Sustainable Venue or Space

Menai Science Park
Menai Science Park, or M-SParc, is Wales’ first dedicated science park. With a focus on housing companies in the low carbon, energy and environment and ICT sectors, M-Sparc provides high-quality office, laboratory and workshop space with the aim of helping growth within these sectors. The building and its tenants are built around both economic and ecological sustainability. With a BREEAM excellence rating, the flagship building has been built on Green Infrastructure, with a sustainable travel plan in place, solar panels, passive heating and cooling systems, and a robust recycling strategy for tenants.

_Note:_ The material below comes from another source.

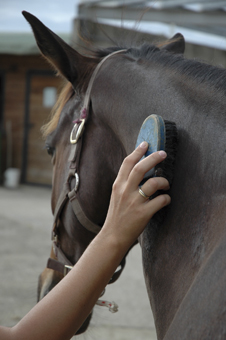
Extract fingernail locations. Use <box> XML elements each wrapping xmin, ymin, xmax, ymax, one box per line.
<box><xmin>159</xmin><ymin>150</ymin><xmax>167</xmax><ymax>158</ymax></box>
<box><xmin>140</xmin><ymin>142</ymin><xmax>148</xmax><ymax>149</ymax></box>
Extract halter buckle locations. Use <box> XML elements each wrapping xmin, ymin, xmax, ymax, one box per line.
<box><xmin>70</xmin><ymin>119</ymin><xmax>86</xmax><ymax>144</ymax></box>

The project lives and breathes the ethos it wants for its tenants, which is to be sustainable in every sense of the word. Looking at the Well-being of Future Generations (Wales) Act, M-SParc has addressed all the goals, and met them with its own targets, including business support for all tenants, improving diversity and equality, encouraging more women into science and entrepreneurship, promoting the Welsh language, and ensuring the facility is fully accessible to all. M-SParc has also adopted a strong environmental policy, and is establishing an ‘energy champion’ within the Facilities Manager Role.

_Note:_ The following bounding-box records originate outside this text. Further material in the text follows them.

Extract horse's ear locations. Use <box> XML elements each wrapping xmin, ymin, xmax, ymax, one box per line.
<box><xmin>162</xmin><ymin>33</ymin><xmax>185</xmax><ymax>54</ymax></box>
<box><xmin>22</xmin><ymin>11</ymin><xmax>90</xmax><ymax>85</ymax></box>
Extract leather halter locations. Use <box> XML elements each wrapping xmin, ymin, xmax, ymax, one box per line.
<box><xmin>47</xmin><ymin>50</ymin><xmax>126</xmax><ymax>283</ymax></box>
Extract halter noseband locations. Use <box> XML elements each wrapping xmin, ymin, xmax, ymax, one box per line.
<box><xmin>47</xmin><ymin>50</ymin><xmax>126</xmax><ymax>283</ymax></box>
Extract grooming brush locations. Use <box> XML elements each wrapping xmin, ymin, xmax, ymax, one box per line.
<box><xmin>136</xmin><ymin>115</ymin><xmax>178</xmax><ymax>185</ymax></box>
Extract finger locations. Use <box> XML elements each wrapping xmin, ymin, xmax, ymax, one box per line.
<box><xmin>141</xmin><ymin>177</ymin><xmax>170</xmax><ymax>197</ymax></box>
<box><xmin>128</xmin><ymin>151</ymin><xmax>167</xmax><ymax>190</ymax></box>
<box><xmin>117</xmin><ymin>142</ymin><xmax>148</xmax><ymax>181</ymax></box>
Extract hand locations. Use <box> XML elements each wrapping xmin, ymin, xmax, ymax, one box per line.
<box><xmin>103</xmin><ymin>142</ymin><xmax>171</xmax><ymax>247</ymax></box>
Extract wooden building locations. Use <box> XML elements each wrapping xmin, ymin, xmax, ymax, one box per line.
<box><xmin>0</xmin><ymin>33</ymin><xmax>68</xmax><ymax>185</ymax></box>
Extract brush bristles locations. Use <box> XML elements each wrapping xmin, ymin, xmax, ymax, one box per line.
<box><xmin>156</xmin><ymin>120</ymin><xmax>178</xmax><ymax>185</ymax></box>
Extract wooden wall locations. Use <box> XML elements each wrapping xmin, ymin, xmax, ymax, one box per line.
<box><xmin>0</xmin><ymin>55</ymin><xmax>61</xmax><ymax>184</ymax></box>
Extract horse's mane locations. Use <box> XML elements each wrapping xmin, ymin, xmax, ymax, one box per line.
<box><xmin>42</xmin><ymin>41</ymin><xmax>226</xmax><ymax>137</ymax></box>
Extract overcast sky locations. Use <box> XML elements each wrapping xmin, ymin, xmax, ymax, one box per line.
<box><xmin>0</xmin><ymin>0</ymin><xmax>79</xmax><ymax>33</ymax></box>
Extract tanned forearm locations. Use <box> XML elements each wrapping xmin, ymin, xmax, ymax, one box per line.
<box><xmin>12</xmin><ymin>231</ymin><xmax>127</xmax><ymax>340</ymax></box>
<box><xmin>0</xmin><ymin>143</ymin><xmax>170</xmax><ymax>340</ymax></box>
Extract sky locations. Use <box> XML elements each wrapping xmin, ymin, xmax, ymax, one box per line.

Achieving Sustainability and Excellence by Putting the Learners First
The College Estates and Facilities Department at Coleg Gwent collaborated with external suppliers, contractors and students to develop a range of projects to help improve teaching areas, facilities and grounds.

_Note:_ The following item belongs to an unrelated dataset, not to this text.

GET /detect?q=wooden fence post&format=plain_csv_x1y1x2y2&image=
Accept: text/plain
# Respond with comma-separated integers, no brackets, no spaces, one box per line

At Crosskeys College, campus staff and Independent Living Skills learners (ILS) worked with the Estates team and the Leonard Cheshire Foundation to develop a section of unused land into a sensory garden with wildflowers, seating areas and raised planting beds for wheelchair users. The learners gained valuable employability and life skills including preparation of risk assessments, understanding of biodiversity, construction techniques and planning and ordering of materials.
All refectories have been refitted using partial investment by the catering contractor and more stringent tendering criteria has been adopted, which ensures sustainable and healthy food options and improved catering facilities at all five campuses, most notably at Usk Campus, which is also used by staff and members of the public utilising the Monmouthshire County Council buildings sharing the location.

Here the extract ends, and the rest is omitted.